Câncer de Colo Uterino: Estadiamento FIGO e Tratamento

UFPA/HUJBB - Hospital Universitário João de Barros Barreto - Belém (PA) — Prova 2021

Enunciado

G.L.P., 39 anos, procura serviço médico com queixa de sangramento intermitente, dor pélvica crônica, sinusiorragia, apatia. Ao exame físico geral, paciente encontra-se emagrecida e descorada. Ao exame especular, observa-se tumoração em colo uterino exofídica, característica de neoplasia maligna do colo uterino. A figura a seguir mostra a extensão da lesão e o estágio de acordo com a FIGO (Federação Internacional de Ginecologia e Obstetrícia).Com base nesse quadro, o estadiamento clínico e o tratamento adequado são

Alternativas

  1. A) IIA, cirurgia de Wherteim-Meigs.
  2. B) IIB, radioterapia.
  3. C) IIB, cirurgia de Wherteim-Meigs e radioterapia.
  4. D) IVA, quimiorradioterapia.
  5. E) IVB, quimioterapia.

Pérola Clínica

Câncer colo uterino FIGO IIB = invasão paramétrio sem parede pélvica/terço inferior vagina → Quimiorradioterapia.

Resumo-Chave

O estadiamento do câncer de colo uterino pela FIGO é crucial para definir a conduta. O estágio IIB indica invasão do paramétrio, mas sem atingir a parede pélvica ou o terço inferior da vagina. Nesses casos, a cirurgia radical não é a primeira linha, e o tratamento padrão é a quimiorradioterapia concomitante.

Contexto Educacional

O câncer de colo uterino é uma neoplasia ginecológica significativa, com alta morbimortalidade, especialmente em países em desenvolvimento. A infecção persistente por subtipos oncogênicos do Papilomavírus Humano (HPV) é a principal causa. O diagnóstico precoce através do rastreamento com Papanicolau e a vacinação contra HPV são as estratégias mais eficazes de prevenção. O estadiamento clínico do câncer de colo uterino é realizado pela Federação Internacional de Ginecologia e Obstetrícia (FIGO), sendo predominantemente clínico, embora exames de imagem e biópsias sejam utilizados para complementar. O estágio IIB, como descrito na questão, caracteriza-se pela invasão do paramétrio, mas sem extensão para a parede pélvica ou para o terço inferior da vagina. Este estadiamento é crucial para guiar a conduta terapêutica. Para o câncer de colo uterino em estágio IIB, o tratamento de escolha é a quimiorradioterapia concomitante. A radioterapia externa é combinada com quimioterapia à base de cisplatina, seguida por braquiterapia. A cirurgia radical (histerectomia de Wertheim-Meigs) é geralmente reservada para estágios iniciais (IA1 com invasão estromal, IA2, IB1, IB2 e IIA1), enquanto estágios mais avançados com invasão parametrial (IIB) ou além são tratados com quimiorradioterapia devido à maior probabilidade de doença localmente avançada e risco de metástases.

Perguntas Frequentes

Qual a diferença entre o estadiamento FIGO IIA e IIB no câncer de colo uterino?

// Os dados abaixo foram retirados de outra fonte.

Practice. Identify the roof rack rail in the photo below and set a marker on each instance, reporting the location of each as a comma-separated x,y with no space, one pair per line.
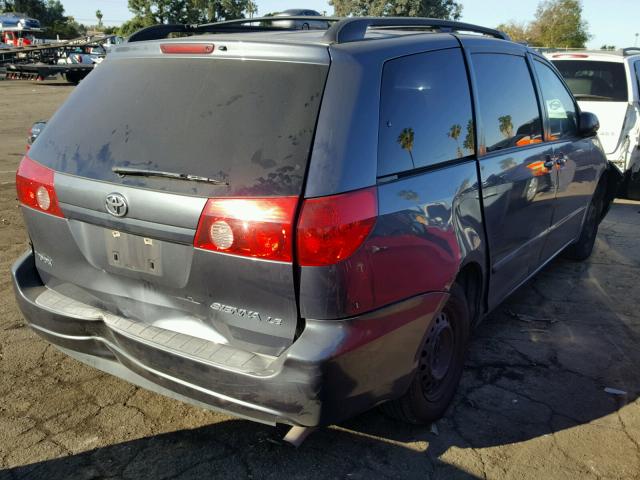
354,29
157,32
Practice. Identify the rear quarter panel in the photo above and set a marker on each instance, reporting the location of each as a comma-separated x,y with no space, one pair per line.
429,226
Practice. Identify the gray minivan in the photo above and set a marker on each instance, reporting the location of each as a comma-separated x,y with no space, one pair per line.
296,226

O estágio IIA indica que o tumor se estende além do útero, mas não atinge o paramétrio ou o terço inferior da vagina. O estágio IIB indica invasão do paramétrio, mas sem atingir a parede pélvica ou o terço inferior da vagina.

Qual o tratamento padrão para o câncer de colo uterino estágio IIB?

O tratamento padrão para o câncer de colo uterino estágio IIB é a quimiorradioterapia concomitante, devido à invasão parametrial que torna a cirurgia radical menos eficaz.

Quais são os sintomas comuns do câncer de colo uterino avançado?

Sintomas comuns incluem sangramento vaginal anormal (intermenstrual, pós-coito, pós-menopausa), dor pélvica crônica, corrimento vaginal fétido e, em estágios mais avançados, sintomas urinários ou intestinais.